第12章 陰陽師には近寄るべからず
ゾゾゾーッと悪寒が背筋を駆け抜ける。
「あ、ははは………、しにたくない、絶対、死にたくない……」
『え? 何か言ったかい? 有永さん?』
「いやいや、何でもない、何でもない、あっ、いたたたたたっ! 急にお腹が!!」
『えぇ!? どうしたんだい!? 有永さん!』
私は、弱弱しい声で言葉を続けた。
「ごめん……、清継君。行きたいんだけど、急にお腹が痛くなっちゃって……、今日は行けそうにないや」
『それは大変だ! 大丈夫かい!? 有永さん!』
「あー、1日休めば元気になるよ……。ほんとごめんー」
『仕方ないなぁ。じゃあ今日1日ゆっくりしておきたまえ。はっはっはっ、旅行の日程が決まったらまた連絡するからね!』
「うん。

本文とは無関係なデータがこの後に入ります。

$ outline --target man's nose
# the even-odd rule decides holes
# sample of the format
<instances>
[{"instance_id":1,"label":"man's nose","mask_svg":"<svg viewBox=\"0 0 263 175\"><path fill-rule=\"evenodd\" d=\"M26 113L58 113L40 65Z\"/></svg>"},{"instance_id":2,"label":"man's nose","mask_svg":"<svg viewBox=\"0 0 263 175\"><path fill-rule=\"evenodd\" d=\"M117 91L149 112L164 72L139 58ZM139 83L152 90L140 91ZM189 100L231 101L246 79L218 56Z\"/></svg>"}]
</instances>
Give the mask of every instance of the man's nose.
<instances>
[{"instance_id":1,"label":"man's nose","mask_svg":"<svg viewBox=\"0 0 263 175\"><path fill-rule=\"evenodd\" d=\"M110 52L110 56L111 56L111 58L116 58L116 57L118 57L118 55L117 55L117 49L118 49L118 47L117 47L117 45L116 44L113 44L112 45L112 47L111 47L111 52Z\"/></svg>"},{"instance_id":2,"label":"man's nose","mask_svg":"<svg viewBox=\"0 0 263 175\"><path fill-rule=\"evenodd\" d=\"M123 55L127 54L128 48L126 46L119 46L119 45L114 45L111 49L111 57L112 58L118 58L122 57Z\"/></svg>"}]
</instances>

じゃねー」
私は受話器を置くと、ほうーっと大きな安堵の息を付いた。
そして、ぐっと拳を固める。
よっし! 危険回避成功ーー!
ナイス自分!
「旅行っていう言葉も何か悪い予感がひしひしするけど、その時はまたパスすればいいよね!」
そして、再びぐうたら漫画を読むべくスキップしながら自分の部屋へと戻った。
枕元に置いてある電子時計が23時を示す。
友達から借りた青年格闘漫画も読み終え、明日返すのみ。
ふう、合計20冊は読みごたえあったー!
「今度は残り31巻全部借りようっと!」
るんるん気分で、スタンドの灯りを消し、目を閉じた。
すやすやと眠っていると、何かの気配に意識が浮上する。
「んー……、なに……?」
薄っすらと目を開けると朱色混じりの金の目があった。
「わっ!!」
驚愕に思わず上半身を起こすと、ゴンッと前頭に何かがぶつかった。
目の前にチカチカと小さな星が舞う。
「あいたたた……」
痛む前頭を撫ぜてると、左脇から「いってぇ……」と低い声で呻く声が聞こえて来た。
この声は、夜リクオ君!?
慌ててスタンドのスイッチを付けると、座り込み鼻を押さえた夜リクオ君の姿がその灯りによって照らされた。